It might also mark the start of the privatisation of London Underground: if by chance the Conservatives win the next election, insiders believe LU would be high on the privatisation list. It made an operating profit - of pounds 128m- for the first time in two decades in the financial year to the end of March.
The big question on Epping to Ongar is whether a commercial operator will make a pitch for the six miles of single track tacked on to the eastern end of the Central Line. Before it closed last September, it was carrying fewer than 80 passengers a day. A London Underground spokesman says this is because Essex villagers chose to drive to Epping and get the Central Line there.
But London Underground believes it may be possible to find a buyer - perhaps a commercial operator who would run the line on weekdays and turn it over to a "hobby operator" for weekends. It could also be revived purely as an attraction. A company with theme park interests, such as Pearson, might be interested.
Another possibility is that someone intending to bid for BR franchises, for example a bus operator, might buy the line to practise running trains. Chris Jack- son, deputy editor of Railway Gazette, is doubtful. "It's been run down so badly I would be surprised if anyone bids for it," he says. If the bidding process fails to stir interest, LU is likely to let an enthusiasts' group take it over. The Ongar Railway Preservation Society is standing by to do just that.
The line has always been one of Britain's oddball railways. It was opened by the Great Eastern Railway in 1865 as part of an overground line that ran from Ongar to London.
When the Central Line reached Epping in 1949, London Transport took over the six-mile stretch. As it was not electrified, passengers still had to change to a steam train to get to Ongar.
The push-pull puffers were a curiosity that did not disappear until 1957, when the track was finally electrified and underground trains were introduced. But passengers still had to change at Epping on to special two- or three- car trains: the power supply was not strong enough to run full-sized trains.
At its peak in 1971, 750 passengers were making the return trip. But even then the track was hardly an economic proposition although the staff did their utmost to drum up business. In 1965, an Ongar station foreman bought five (harmless) European scorpions in a Camden pet shop and let them loose in his goods yard. This formed the basis of one of the few scorpion colonies in Britain, which became an attraction. The staff kept quiet about its real origins, and encouraged speculation that it arrived in a banana van in the 1860s.
When the line closed, it was losing pounds 7 on each return trip. But the Department of Transport told LU it could close it only if it offered it for sale within three years. Under the Private Finance Initiative, the Government is trying to inject private money into infrastructure projects, and is also keen to raise any funds it can from its redundant assets.
In contrast to the British Rail sale, this deal would involve one company buying the entire track and buildings.
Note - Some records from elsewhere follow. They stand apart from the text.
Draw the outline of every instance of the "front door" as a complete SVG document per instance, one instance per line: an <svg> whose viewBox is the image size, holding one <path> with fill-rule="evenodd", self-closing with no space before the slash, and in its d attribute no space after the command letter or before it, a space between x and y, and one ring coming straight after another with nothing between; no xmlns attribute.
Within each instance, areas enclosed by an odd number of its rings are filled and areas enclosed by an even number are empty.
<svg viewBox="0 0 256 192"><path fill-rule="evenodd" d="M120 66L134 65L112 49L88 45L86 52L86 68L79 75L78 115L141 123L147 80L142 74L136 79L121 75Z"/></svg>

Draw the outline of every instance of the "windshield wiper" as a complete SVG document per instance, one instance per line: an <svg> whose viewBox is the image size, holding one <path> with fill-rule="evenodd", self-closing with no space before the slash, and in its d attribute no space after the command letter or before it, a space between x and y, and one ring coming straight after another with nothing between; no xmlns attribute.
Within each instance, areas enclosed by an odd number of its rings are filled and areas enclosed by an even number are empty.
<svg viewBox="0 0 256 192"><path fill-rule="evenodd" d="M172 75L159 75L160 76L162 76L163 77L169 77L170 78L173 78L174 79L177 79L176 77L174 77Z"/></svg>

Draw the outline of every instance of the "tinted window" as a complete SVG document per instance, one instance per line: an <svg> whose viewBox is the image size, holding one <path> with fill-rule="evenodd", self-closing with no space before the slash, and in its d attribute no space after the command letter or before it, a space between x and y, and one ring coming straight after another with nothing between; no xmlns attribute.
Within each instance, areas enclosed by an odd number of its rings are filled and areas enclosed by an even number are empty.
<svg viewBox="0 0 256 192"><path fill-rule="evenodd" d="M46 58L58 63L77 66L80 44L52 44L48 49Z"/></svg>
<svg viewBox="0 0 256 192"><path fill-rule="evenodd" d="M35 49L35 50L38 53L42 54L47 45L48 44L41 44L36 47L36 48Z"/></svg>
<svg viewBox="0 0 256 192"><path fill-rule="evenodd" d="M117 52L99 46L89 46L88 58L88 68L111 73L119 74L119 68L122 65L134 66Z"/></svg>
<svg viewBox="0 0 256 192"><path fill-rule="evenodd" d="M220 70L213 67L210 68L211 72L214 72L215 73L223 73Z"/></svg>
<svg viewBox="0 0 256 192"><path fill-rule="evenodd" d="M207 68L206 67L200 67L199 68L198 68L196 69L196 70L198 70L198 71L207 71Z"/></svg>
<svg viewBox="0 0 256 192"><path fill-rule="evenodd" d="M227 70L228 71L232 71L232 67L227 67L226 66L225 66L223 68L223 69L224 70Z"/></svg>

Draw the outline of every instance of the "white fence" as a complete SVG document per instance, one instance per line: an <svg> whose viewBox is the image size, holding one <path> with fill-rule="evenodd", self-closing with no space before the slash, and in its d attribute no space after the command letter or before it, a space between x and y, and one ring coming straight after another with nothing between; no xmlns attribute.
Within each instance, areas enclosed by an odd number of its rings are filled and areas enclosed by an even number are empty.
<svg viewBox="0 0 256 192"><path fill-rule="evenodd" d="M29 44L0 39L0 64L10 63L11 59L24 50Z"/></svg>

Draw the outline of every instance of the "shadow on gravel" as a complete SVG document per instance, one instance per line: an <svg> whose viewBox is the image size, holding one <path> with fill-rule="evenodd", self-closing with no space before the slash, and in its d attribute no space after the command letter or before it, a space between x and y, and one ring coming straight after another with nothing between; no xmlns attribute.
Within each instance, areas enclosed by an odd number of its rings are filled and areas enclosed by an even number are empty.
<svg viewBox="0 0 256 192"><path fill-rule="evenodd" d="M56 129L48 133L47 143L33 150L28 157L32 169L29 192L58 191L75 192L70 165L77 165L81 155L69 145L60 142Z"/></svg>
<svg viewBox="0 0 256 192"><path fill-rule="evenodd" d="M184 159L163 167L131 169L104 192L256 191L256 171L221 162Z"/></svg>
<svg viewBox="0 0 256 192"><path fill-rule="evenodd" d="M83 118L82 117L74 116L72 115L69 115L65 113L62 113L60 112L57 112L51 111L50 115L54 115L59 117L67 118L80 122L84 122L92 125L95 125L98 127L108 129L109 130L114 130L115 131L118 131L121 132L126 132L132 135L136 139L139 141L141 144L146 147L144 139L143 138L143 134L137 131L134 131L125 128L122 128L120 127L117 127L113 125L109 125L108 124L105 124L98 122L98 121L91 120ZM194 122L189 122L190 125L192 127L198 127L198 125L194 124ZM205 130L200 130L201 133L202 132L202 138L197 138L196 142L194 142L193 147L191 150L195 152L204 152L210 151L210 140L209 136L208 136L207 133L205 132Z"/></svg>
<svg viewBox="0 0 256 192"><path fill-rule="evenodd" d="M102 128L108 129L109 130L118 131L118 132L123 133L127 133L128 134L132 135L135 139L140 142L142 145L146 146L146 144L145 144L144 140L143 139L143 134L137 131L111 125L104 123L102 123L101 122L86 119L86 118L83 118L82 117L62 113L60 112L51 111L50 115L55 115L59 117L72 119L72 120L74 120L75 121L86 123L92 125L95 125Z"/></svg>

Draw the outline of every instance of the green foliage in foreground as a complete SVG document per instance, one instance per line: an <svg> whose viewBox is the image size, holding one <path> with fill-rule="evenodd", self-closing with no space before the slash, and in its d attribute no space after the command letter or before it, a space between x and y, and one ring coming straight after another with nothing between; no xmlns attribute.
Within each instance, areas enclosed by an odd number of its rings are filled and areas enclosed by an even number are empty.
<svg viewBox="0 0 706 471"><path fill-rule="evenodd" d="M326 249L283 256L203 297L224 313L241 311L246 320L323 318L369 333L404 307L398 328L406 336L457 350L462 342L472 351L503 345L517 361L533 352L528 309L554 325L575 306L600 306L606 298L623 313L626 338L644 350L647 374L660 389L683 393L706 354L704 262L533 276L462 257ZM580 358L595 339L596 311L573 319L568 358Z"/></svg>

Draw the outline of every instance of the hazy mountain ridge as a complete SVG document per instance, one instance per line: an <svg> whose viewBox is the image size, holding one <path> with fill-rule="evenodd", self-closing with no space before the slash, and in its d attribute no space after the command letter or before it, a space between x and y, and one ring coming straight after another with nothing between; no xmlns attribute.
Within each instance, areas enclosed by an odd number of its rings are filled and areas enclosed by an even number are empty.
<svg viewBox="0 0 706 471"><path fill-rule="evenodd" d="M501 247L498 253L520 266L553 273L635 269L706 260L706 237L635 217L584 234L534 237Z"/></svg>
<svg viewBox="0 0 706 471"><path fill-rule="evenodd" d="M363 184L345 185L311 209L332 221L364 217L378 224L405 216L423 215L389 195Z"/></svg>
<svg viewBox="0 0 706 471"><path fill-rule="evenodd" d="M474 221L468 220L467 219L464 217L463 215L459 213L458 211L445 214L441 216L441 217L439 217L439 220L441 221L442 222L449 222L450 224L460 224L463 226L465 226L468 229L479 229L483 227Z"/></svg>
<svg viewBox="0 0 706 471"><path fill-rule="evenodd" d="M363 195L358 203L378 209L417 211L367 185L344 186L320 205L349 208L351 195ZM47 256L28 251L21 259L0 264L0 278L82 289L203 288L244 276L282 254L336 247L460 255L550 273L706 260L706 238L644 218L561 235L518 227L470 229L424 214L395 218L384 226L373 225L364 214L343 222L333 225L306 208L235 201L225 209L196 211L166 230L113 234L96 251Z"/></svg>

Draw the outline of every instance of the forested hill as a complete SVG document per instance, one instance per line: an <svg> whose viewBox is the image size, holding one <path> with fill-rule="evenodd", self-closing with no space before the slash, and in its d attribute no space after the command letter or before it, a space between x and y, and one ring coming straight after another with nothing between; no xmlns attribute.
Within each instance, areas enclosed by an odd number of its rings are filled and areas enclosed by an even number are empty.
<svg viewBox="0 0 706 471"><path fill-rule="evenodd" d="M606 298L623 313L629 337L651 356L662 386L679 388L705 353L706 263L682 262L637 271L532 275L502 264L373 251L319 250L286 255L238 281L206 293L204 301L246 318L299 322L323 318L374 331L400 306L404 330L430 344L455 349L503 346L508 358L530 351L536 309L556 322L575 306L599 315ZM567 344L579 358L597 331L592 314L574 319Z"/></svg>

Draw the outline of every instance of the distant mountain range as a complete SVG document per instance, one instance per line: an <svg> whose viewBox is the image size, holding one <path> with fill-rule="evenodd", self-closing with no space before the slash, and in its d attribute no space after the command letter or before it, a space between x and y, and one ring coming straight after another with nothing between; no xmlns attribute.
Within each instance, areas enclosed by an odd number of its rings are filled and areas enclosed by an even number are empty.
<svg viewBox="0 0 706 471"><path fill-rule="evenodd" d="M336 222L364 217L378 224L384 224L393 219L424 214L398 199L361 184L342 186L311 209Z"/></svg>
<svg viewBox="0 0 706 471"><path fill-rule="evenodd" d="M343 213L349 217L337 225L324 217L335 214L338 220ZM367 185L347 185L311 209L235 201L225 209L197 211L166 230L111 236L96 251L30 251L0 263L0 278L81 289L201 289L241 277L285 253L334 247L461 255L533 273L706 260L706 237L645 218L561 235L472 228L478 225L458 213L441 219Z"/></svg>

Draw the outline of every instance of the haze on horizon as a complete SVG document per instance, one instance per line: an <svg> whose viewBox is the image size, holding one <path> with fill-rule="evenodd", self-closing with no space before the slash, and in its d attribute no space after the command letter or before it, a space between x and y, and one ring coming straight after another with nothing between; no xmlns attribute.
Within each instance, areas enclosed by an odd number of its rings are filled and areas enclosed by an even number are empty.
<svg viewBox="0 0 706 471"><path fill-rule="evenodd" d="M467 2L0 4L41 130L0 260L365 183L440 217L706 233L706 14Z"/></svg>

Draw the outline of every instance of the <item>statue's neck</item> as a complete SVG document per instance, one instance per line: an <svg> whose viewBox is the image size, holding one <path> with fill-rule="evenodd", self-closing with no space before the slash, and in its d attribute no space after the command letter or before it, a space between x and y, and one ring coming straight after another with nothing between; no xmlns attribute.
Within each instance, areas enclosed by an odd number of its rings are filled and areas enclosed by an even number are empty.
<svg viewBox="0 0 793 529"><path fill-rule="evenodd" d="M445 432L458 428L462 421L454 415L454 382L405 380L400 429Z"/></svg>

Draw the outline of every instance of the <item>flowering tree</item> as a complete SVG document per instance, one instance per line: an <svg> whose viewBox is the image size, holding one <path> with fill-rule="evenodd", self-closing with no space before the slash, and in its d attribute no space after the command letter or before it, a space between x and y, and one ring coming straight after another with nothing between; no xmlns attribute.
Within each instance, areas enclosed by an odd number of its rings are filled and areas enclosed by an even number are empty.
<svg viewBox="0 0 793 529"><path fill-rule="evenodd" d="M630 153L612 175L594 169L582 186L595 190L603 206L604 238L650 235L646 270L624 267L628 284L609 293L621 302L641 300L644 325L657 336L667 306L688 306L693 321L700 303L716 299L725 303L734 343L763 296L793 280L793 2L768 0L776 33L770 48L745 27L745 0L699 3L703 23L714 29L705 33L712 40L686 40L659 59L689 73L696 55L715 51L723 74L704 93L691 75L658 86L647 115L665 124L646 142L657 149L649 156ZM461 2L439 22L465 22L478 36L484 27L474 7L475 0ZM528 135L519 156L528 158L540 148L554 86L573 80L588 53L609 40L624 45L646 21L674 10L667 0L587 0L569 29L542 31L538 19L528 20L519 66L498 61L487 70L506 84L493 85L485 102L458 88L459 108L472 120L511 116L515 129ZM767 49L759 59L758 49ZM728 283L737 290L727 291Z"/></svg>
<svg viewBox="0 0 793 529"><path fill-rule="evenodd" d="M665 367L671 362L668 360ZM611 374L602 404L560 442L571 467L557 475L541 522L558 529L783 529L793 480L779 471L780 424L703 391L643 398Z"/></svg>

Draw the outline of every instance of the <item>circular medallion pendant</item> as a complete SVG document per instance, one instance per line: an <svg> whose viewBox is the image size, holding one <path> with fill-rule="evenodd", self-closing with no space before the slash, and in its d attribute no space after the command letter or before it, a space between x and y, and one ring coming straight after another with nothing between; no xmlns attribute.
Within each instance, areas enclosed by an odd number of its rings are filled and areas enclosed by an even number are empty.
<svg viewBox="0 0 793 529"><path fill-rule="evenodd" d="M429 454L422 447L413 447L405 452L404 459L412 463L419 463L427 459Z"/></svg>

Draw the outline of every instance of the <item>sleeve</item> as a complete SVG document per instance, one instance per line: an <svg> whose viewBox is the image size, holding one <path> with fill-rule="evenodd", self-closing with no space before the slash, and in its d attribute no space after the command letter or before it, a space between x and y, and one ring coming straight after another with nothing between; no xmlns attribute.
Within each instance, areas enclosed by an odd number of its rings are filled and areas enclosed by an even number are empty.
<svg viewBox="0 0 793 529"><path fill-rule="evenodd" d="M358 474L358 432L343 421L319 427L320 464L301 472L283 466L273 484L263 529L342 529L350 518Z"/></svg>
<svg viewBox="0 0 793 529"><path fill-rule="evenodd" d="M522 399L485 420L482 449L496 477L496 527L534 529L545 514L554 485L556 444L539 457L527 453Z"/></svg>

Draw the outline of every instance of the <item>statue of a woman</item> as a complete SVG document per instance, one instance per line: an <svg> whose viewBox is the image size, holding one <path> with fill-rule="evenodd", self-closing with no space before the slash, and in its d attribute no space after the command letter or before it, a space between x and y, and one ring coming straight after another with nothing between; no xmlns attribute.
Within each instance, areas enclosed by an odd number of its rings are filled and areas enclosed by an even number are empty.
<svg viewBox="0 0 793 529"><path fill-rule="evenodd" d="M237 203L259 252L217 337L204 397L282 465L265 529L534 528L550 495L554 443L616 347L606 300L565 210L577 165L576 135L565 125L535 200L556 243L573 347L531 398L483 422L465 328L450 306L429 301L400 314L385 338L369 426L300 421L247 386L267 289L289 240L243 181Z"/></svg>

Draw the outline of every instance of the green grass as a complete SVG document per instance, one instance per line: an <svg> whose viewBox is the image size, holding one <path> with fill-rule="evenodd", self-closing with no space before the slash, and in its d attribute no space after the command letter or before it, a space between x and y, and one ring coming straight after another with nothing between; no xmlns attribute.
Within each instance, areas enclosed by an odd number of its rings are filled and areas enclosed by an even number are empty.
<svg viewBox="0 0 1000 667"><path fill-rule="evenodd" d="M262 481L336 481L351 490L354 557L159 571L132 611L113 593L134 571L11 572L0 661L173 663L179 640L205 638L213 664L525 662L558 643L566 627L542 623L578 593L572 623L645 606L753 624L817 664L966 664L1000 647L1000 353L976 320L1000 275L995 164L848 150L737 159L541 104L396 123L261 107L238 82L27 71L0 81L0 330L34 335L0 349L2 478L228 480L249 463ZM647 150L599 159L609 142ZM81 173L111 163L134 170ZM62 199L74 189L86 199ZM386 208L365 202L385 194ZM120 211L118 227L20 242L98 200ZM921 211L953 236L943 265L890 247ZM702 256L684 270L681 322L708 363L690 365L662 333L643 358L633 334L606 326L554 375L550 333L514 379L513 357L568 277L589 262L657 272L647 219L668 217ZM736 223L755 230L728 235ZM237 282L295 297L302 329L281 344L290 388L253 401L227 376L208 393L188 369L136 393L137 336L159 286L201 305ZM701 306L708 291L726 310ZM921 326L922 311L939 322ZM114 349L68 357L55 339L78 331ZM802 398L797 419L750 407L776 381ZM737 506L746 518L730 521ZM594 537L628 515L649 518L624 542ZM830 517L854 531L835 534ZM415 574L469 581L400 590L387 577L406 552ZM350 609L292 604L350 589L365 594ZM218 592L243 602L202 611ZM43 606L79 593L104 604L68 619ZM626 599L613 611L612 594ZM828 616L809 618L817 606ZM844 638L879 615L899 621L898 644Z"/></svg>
It would then have to provide its own rolling stock: London Underground says it would be prepared to supply electricity only to a "serious railway provider" that could match its maintenance standards. Anyone else would either have to find another power source or use diesel or steam (in which case it would have to lower the track under the M11 bridge, which is high enough only for a tube train).
The Ongar Railway Preservation Society has been looking after the track and is keeping its fingers crossed that no commercial bidder comes forward. "If it cannot find a commercial buyer, it will be allowed to offer it to a preservation society," ORPS's Bob Yeldham says. It has bought the last three-car set, called the Craven set, to run on the line. This is the first time London Underground has sold a train. The society would like to take over the line, first under a lease then by buying it, so that it can run the Craven electric set on the part of the line that passes under the M11, and a steam train on the other half.
The London Underground system has had few closures. The Aldwych to Holborn spur of the Piccadilly Line closed at the same time as Epping to Ongar; before that the last closure was in 1959, when a spur in Acton was shut.
The real costs of running a low-frequency railway are demonstrated by the Preservation Society. It is running the Craven set between Grange Hill and Epping, and is charging pounds 15 for a ticket. Trains leave Grange hill at 10.38 and 13.23, and Epping at 11.53 and 14.31.